You are viewing a plain text version of this content. The canonical link for it is here.
Posted to users@jackrabbit.apache.org by "H. Wilson" <wi...@randdss.com> on 2010/06/04 15:21:59 UTC
jcr:contains with wildcards and underscores
Hello,
I am using Jackrabbit 2.0 with OCM and after searching forums both here
and on Lucene, as well as Google, I have yet to find an answer. (On an
aside, if this question should have gone to the Lucene user's list,
please let me know!).
For starters, you should know our clients would like both case-sensitive
and case-insensitive options available to them. The searches are to be
on a property named fullName, which may contain underscores and always
contains a leading dot. (Also our client's requirement.) And while yes,
we are aware that leading wildcard searches are not the best, the client
still plans to use them. Here is my issue:
* My searches using jcr:like work fine for all the scenarios I list
below.
* My searches with jcr:contains and exact names work fine (even with
underscores!).
* My jcr:contains searches using wildcards and underscores always
fail. I have even tried escaping them.
Given there are two objects in our repository with the following
fullName properties:
.North.South.East.WestLand
.North.South.East.West_Land
Both of the following work fine, and each return the respective object:
(jcr:contains(@fullName, '.North.South.East.WestLand'))
(jcr:contains(@fullName, '.North.South.East.West_Land'))
The following jcr:contains queries return BOTH objects successfully:
*North*
.North*
.North.*
The following queries successfully return the FIRST object:
*.South.East.WestLand
.*.South.East.WestLand
*South*.WestLand
*East.WestLand
*.WestLand
*East?WestLand
*?WestLand
*North.South.East.WestLand
And the following identical jcr:contains queries (except the underscore)
do not return anything, when I would expect the SECOND Object:
*.South.East.West_Land
.*.South.East.West_Land
*South*.West_Land
*East.West_Land
*.West_Land
*East?West_Land
*?West_Land
*North.South.East.West_Land
UPDATE: After I wrote this large message, I just remembered something.

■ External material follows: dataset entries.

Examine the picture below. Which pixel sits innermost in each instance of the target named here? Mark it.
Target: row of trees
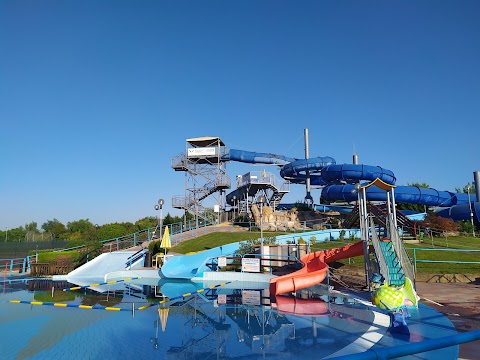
(82, 229)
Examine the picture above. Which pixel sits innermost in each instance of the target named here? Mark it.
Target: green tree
(146, 223)
(112, 231)
(16, 234)
(469, 188)
(32, 227)
(55, 227)
(82, 226)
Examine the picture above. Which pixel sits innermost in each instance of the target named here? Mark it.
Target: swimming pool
(224, 321)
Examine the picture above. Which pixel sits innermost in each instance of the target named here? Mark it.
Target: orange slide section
(314, 270)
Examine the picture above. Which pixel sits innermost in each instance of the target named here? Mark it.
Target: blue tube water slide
(194, 265)
(338, 182)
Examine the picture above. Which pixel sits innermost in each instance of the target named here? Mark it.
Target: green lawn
(212, 240)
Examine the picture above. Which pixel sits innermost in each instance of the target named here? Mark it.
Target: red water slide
(314, 270)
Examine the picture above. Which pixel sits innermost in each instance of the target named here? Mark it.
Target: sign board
(222, 261)
(250, 265)
(250, 297)
(201, 152)
(222, 298)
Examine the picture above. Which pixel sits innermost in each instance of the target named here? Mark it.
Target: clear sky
(97, 97)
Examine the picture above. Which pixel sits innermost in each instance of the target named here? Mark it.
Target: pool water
(228, 321)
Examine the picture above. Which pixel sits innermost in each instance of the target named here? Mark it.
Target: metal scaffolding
(205, 175)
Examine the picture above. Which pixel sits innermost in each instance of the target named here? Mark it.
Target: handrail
(413, 348)
(379, 253)
(415, 260)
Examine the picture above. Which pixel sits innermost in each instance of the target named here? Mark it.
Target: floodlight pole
(261, 199)
(160, 219)
(234, 203)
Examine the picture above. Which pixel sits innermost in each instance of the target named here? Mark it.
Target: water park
(274, 296)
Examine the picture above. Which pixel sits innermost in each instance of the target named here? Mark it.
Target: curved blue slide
(192, 265)
(339, 179)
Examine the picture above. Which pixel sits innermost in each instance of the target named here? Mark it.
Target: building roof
(205, 141)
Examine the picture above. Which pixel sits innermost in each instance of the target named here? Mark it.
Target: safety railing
(402, 254)
(379, 254)
(267, 261)
(10, 266)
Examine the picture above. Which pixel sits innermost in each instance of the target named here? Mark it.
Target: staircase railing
(382, 262)
(402, 254)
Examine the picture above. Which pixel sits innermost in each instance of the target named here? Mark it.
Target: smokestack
(308, 197)
(476, 179)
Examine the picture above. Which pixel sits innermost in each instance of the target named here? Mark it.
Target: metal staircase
(253, 184)
(396, 276)
(205, 175)
(381, 218)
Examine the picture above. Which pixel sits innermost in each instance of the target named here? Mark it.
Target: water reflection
(231, 321)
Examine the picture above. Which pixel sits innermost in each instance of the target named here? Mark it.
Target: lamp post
(261, 200)
(471, 210)
(160, 219)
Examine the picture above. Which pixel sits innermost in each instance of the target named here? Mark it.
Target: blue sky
(97, 97)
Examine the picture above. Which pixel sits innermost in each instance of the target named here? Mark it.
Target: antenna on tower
(355, 156)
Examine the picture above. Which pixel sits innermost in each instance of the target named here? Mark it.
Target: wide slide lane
(314, 270)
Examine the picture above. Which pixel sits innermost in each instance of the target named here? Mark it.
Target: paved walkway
(460, 302)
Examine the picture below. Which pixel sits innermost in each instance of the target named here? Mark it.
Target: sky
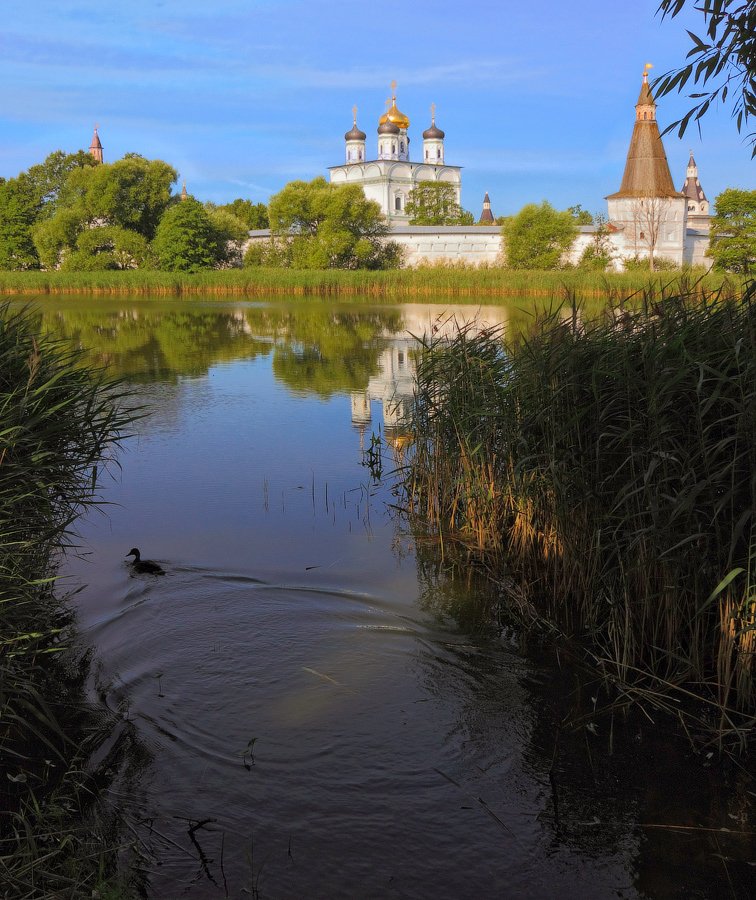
(242, 96)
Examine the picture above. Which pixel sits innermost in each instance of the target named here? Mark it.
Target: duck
(144, 566)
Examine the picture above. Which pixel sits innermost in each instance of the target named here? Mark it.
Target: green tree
(187, 240)
(724, 60)
(580, 215)
(107, 247)
(435, 203)
(599, 254)
(733, 231)
(329, 226)
(130, 194)
(254, 215)
(537, 237)
(46, 180)
(17, 215)
(31, 198)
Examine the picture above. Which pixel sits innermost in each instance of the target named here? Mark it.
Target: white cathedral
(391, 175)
(646, 216)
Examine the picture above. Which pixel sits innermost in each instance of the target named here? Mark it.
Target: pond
(324, 711)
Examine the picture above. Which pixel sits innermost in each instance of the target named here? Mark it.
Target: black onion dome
(355, 134)
(433, 133)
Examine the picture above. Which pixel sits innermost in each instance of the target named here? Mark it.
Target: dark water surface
(307, 699)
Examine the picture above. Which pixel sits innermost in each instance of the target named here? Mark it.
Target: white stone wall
(389, 182)
(635, 217)
(482, 244)
(428, 244)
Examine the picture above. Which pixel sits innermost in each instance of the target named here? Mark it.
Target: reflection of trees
(317, 348)
(325, 350)
(150, 342)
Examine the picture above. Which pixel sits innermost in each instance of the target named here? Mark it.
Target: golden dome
(394, 116)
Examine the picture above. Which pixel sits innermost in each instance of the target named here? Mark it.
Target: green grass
(60, 424)
(604, 473)
(428, 283)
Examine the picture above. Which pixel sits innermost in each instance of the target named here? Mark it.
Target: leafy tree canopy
(326, 226)
(107, 247)
(537, 237)
(580, 215)
(133, 192)
(28, 199)
(723, 60)
(17, 214)
(187, 240)
(435, 203)
(254, 215)
(130, 194)
(733, 231)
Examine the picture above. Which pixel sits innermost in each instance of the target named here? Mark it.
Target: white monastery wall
(428, 244)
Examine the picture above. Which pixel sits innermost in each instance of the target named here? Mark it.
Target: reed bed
(425, 282)
(60, 424)
(605, 473)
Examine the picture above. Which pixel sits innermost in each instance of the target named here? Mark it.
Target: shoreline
(423, 282)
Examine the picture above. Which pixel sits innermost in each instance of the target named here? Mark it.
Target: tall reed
(423, 282)
(607, 473)
(60, 424)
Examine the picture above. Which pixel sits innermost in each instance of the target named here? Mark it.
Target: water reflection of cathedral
(394, 384)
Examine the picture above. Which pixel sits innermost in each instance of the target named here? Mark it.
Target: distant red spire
(95, 148)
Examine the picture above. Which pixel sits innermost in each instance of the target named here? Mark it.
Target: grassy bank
(427, 283)
(59, 424)
(604, 474)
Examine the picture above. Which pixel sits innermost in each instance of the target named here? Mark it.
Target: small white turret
(355, 142)
(433, 142)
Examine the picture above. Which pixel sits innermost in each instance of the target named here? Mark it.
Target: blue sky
(241, 96)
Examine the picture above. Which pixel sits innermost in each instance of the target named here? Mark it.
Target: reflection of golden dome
(394, 116)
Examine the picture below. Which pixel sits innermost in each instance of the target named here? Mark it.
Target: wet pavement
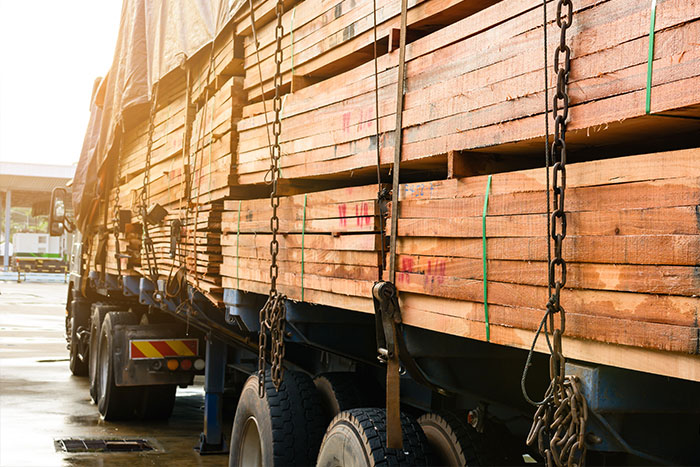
(40, 401)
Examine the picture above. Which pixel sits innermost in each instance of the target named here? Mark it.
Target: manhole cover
(103, 445)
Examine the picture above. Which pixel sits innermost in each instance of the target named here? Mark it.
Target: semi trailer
(442, 232)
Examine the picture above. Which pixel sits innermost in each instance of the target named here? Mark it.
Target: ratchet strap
(485, 259)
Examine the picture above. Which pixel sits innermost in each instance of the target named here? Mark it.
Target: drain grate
(103, 445)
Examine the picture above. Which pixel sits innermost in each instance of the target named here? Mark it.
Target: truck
(358, 222)
(39, 252)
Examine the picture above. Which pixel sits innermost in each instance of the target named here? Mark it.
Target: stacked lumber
(191, 167)
(632, 249)
(477, 85)
(329, 246)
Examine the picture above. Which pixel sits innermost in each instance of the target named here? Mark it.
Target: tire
(456, 443)
(282, 429)
(357, 438)
(339, 392)
(98, 312)
(114, 402)
(80, 318)
(157, 401)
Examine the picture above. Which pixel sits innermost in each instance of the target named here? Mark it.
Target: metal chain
(273, 314)
(560, 420)
(116, 217)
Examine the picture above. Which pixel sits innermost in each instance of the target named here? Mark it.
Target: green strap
(650, 59)
(238, 236)
(303, 233)
(291, 29)
(284, 100)
(483, 242)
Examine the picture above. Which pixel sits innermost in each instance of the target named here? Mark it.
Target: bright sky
(51, 53)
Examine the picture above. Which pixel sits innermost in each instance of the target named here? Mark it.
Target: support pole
(6, 253)
(211, 441)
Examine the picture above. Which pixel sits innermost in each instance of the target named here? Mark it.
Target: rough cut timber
(632, 244)
(477, 85)
(329, 245)
(323, 38)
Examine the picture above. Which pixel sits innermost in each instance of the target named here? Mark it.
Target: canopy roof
(155, 38)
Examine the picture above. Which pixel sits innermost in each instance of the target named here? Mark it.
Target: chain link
(273, 314)
(147, 242)
(560, 420)
(116, 218)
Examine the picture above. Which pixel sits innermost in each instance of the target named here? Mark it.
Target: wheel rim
(250, 446)
(103, 368)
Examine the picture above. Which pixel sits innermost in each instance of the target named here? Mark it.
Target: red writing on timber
(362, 214)
(342, 213)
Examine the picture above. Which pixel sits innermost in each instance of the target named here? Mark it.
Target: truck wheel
(98, 312)
(456, 443)
(282, 428)
(158, 401)
(113, 402)
(340, 391)
(80, 318)
(357, 438)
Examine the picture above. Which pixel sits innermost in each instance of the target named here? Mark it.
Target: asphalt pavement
(41, 402)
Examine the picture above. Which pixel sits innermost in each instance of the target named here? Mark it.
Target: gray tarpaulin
(155, 37)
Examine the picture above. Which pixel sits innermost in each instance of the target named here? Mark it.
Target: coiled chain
(147, 242)
(560, 420)
(273, 314)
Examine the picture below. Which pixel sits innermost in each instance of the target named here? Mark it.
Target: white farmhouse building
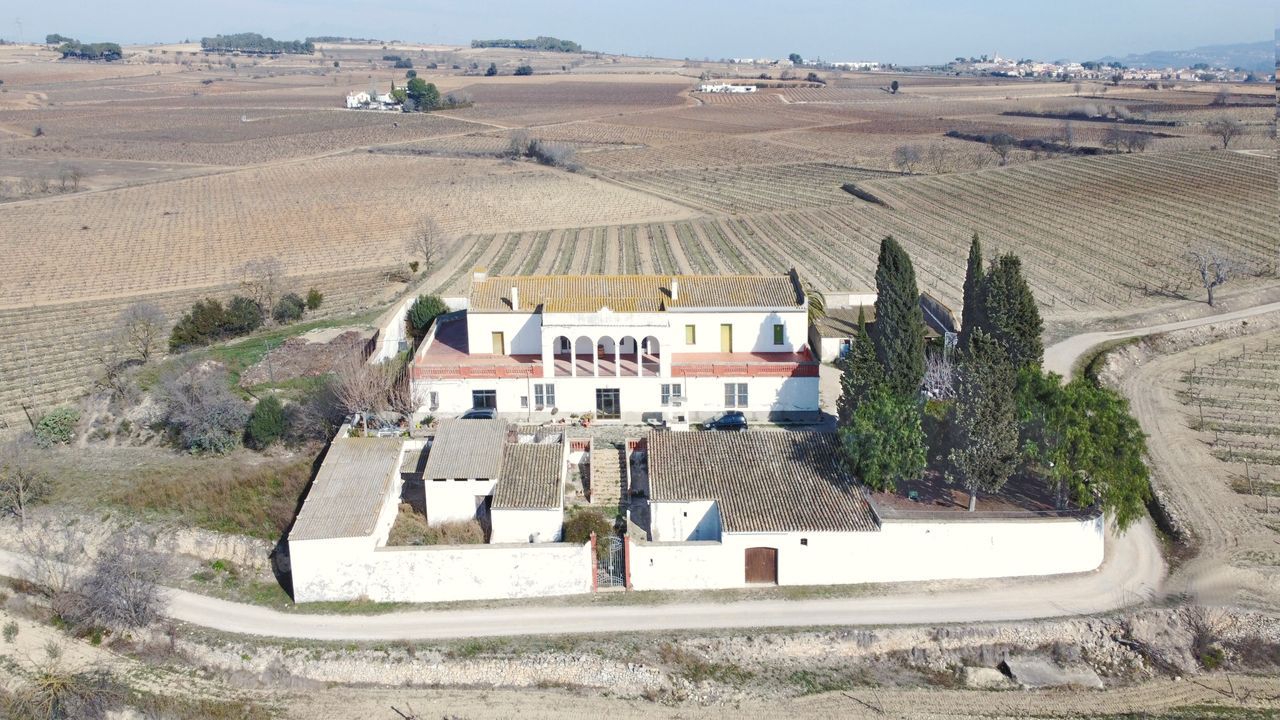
(510, 479)
(622, 347)
(728, 510)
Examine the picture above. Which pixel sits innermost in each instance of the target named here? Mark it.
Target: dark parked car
(731, 420)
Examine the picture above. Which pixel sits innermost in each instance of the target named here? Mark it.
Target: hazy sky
(904, 32)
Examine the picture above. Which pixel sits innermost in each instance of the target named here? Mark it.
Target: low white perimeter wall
(900, 551)
(440, 573)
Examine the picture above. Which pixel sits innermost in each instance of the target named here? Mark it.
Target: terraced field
(1096, 235)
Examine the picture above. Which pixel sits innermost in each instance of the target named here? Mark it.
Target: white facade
(528, 524)
(341, 572)
(901, 551)
(531, 364)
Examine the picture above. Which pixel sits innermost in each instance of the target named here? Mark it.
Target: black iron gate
(611, 564)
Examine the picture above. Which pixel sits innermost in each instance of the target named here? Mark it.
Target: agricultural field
(191, 164)
(1237, 400)
(315, 217)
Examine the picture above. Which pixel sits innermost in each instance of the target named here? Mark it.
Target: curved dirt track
(1228, 527)
(1061, 358)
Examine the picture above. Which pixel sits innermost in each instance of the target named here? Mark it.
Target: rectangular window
(544, 395)
(671, 392)
(735, 395)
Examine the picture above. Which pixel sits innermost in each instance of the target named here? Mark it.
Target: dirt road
(1061, 358)
(1132, 573)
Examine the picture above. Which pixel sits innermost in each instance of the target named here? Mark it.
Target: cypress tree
(973, 277)
(1009, 313)
(899, 329)
(859, 373)
(986, 454)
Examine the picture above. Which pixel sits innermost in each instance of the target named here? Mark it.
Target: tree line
(72, 48)
(992, 413)
(540, 42)
(255, 42)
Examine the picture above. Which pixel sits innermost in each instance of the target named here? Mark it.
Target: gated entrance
(611, 565)
(762, 565)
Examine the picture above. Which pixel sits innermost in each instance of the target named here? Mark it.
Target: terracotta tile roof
(530, 477)
(350, 490)
(763, 481)
(632, 294)
(466, 449)
(842, 322)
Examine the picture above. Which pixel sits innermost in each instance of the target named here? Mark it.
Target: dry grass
(411, 529)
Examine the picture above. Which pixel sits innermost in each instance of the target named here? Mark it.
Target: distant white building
(725, 87)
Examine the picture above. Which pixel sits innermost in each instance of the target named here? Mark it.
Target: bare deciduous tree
(1225, 128)
(261, 282)
(141, 329)
(22, 483)
(122, 588)
(940, 377)
(1001, 144)
(1214, 269)
(426, 242)
(361, 387)
(906, 156)
(938, 158)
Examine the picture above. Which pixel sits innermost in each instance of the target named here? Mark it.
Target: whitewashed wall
(521, 332)
(526, 525)
(901, 551)
(703, 396)
(453, 500)
(753, 331)
(333, 570)
(681, 522)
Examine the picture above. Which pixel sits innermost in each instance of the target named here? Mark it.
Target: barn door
(762, 565)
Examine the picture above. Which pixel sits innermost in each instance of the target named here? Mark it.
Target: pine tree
(859, 373)
(899, 329)
(1009, 313)
(986, 454)
(973, 278)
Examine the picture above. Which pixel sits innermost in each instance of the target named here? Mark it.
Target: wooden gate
(762, 565)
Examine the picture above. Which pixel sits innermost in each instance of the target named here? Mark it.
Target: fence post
(626, 561)
(595, 578)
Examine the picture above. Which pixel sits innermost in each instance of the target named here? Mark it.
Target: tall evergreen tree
(973, 277)
(859, 373)
(986, 454)
(1009, 313)
(883, 442)
(899, 329)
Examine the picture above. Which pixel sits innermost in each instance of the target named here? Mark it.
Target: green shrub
(265, 423)
(580, 525)
(423, 313)
(289, 309)
(243, 315)
(56, 427)
(202, 324)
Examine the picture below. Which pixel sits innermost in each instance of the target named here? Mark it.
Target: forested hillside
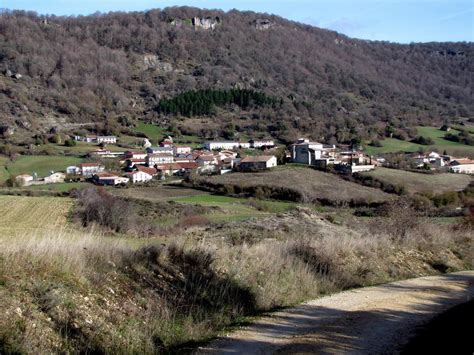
(117, 68)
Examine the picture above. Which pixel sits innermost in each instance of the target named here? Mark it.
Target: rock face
(152, 62)
(263, 24)
(207, 23)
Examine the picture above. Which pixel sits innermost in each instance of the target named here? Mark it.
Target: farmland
(153, 132)
(229, 208)
(41, 164)
(392, 145)
(61, 187)
(20, 213)
(295, 183)
(419, 183)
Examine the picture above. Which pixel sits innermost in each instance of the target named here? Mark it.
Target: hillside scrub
(84, 292)
(141, 218)
(293, 183)
(339, 87)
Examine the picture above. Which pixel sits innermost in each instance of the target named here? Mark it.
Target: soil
(372, 320)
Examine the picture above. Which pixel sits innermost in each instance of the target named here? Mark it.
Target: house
(107, 139)
(89, 169)
(73, 170)
(354, 168)
(55, 178)
(230, 145)
(462, 166)
(132, 163)
(139, 176)
(103, 153)
(188, 168)
(182, 149)
(148, 170)
(24, 179)
(109, 179)
(169, 169)
(159, 158)
(264, 143)
(306, 152)
(90, 139)
(206, 159)
(261, 162)
(135, 155)
(156, 150)
(168, 143)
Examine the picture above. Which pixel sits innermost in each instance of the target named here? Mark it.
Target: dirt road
(370, 320)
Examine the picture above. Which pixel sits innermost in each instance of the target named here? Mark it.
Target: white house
(24, 179)
(135, 155)
(73, 170)
(107, 139)
(109, 179)
(155, 150)
(55, 178)
(205, 160)
(462, 166)
(230, 145)
(89, 169)
(258, 162)
(182, 149)
(263, 143)
(159, 158)
(139, 176)
(306, 152)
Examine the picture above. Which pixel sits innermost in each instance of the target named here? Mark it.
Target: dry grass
(21, 213)
(295, 183)
(157, 193)
(422, 183)
(66, 291)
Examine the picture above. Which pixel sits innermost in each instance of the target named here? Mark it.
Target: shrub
(70, 143)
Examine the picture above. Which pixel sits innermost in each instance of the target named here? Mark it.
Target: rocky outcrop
(153, 62)
(207, 23)
(263, 24)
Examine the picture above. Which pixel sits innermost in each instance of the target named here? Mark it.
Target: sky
(402, 21)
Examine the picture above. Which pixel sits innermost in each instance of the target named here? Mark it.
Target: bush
(423, 140)
(70, 143)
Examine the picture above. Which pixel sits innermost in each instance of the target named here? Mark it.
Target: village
(170, 160)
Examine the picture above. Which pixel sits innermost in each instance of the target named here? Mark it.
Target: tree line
(204, 102)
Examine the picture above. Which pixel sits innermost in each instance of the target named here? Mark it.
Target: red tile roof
(189, 165)
(256, 159)
(89, 164)
(151, 171)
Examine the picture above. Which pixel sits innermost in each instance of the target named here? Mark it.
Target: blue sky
(390, 20)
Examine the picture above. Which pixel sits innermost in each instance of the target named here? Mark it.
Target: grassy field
(417, 182)
(4, 175)
(63, 187)
(80, 149)
(21, 213)
(41, 164)
(297, 183)
(237, 209)
(392, 145)
(230, 208)
(153, 132)
(84, 292)
(157, 193)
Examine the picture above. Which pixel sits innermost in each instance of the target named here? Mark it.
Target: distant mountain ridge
(117, 67)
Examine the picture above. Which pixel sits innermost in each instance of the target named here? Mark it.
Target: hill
(107, 71)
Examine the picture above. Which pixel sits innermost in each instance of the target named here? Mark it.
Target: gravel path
(370, 320)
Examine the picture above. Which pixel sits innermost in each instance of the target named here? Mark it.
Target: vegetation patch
(204, 102)
(39, 164)
(300, 184)
(420, 183)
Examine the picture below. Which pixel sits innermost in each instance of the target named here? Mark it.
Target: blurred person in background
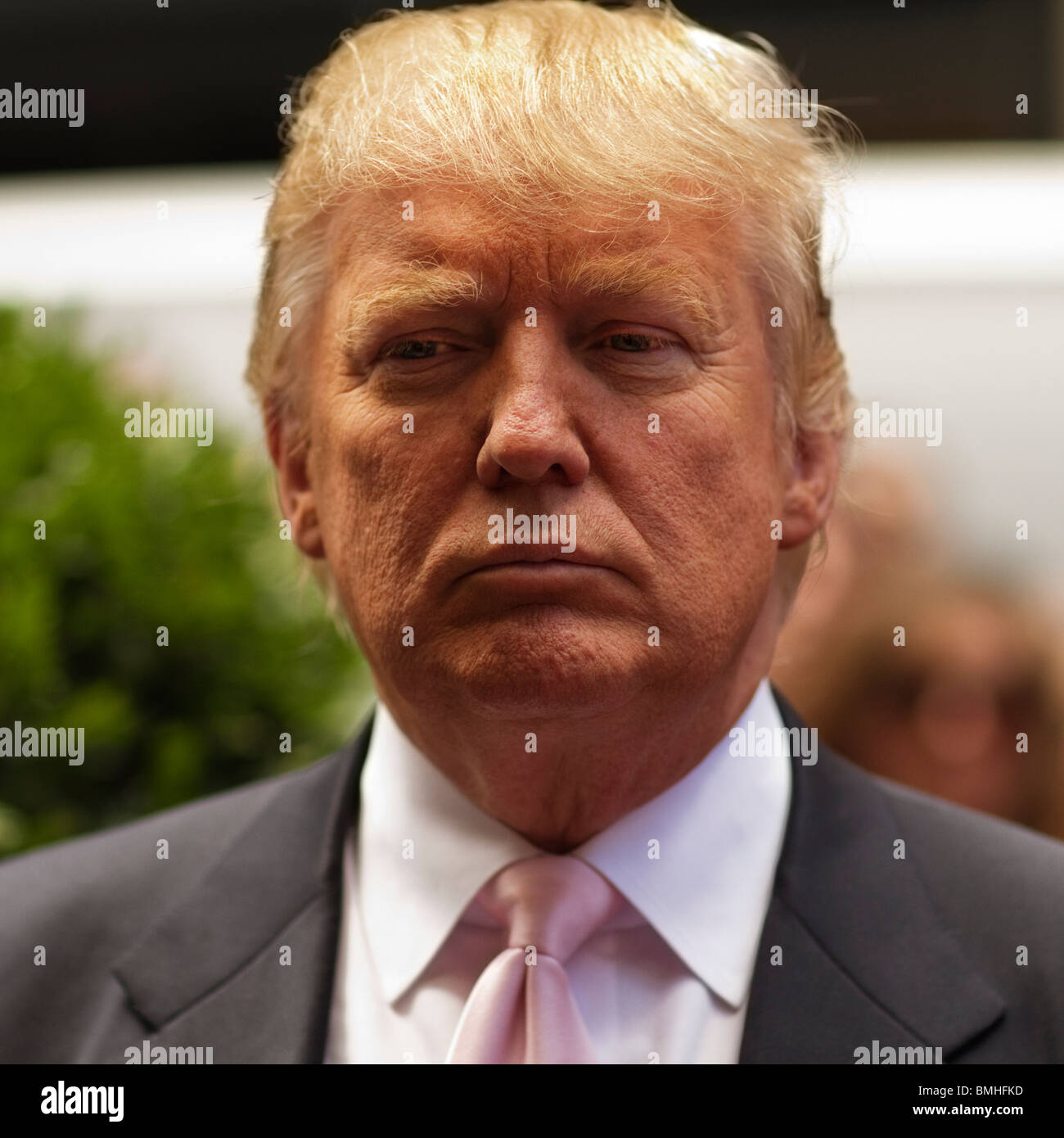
(967, 707)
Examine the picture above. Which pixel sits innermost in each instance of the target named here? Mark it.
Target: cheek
(384, 494)
(705, 504)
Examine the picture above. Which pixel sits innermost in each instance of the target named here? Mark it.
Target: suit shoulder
(115, 876)
(1005, 856)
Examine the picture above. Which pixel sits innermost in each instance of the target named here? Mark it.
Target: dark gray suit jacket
(920, 951)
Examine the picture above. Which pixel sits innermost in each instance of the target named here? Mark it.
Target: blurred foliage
(140, 534)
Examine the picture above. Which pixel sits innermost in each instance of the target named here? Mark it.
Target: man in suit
(557, 423)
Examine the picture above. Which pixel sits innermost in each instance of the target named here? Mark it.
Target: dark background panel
(201, 81)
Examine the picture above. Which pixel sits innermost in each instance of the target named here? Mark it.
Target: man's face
(647, 431)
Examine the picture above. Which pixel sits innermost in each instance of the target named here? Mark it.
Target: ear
(810, 492)
(291, 457)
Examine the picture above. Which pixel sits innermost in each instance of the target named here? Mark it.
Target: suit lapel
(860, 951)
(210, 971)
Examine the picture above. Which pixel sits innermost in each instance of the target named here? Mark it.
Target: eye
(413, 350)
(635, 343)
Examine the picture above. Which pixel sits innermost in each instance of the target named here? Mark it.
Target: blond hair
(544, 105)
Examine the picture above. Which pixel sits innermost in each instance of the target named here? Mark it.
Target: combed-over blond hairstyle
(544, 105)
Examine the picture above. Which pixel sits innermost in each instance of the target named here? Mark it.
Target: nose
(533, 436)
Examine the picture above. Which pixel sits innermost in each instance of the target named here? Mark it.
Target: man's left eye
(634, 341)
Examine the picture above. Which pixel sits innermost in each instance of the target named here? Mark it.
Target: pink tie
(521, 1009)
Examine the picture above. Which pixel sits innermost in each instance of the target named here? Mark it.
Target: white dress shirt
(666, 980)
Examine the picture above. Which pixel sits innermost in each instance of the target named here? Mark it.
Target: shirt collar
(697, 861)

(It should be noted - I have been trying to tackle this off and on for
weeks, please bear with the slight memory loss, but maybe having seen
all this will help others.) I remember reading somewhere that Lucene
treats underscores as token dividers. So when I have Object properties
with underscores, it is splitting it into Tokens and essentially
dropping the underscore completely. Which could explain why exact name
search works. (Is this correct?) The above examples were using the
StandardAnalyzer. I have previously tried using the WhitespaceAnalyzer,
but doing so disables my ability to do leading wildcard searches, which
is absolutely required by our clients. I know there is a way to turn on
the leading wild card searches, but I could not gather how to do it
while using JackRabbit. Any advice on a way to use any Analyzer which
would satisfy our clients would be GREATLY appreciated.
Thanks for your time and patience,
H. Wilson
Re: jcr:contains with wildcards and underscores
Posted by "H. Wilson" <wi...@randdss.com>.
**For anyone who stumbles into this post with the same problem, head
on over here ( http://markmail.org/thread/t5hmrob3jdmz7nqm ) for more
discussion and the solution that ended up working for us.
H. Wilson
On 06/04/2010 09:21 AM, H. Wilson wrote:
> Hello,
>
> I am using Jackrabbit 2.0 with OCM and after searching forums both
> here and on Lucene, as well as Google, I have yet to find an answer.
> (On an aside, if this question should have gone to the Lucene user's
> list, please let me know!).
>
> For starters, you should know our clients would like both
> case-sensitive and case-insensitive options available to them. The
> searches are to be on a property named fullName, which may contain
> underscores and always contains a leading dot. (Also our client's
> requirement.) And while yes, we are aware that leading wildcard
> searches are not the best, the client still plans to use them. Here is
> my issue:
>
> * My searches using jcr:like work fine for all the scenarios I list
> below.
> * My searches with jcr:contains and exact names work fine (even with
> underscores!).
> * My jcr:contains searches using wildcards and underscores always
> fail. I have even tried escaping them.
>
> Given there are two objects in our repository with the following
> fullName properties:
>
> .North.South.East.WestLand
> .North.South.East.West_Land
>
>
> Both of the following work fine, and each return the respective object:
>
> (jcr:contains(@fullName, '.North.South.East.WestLand'))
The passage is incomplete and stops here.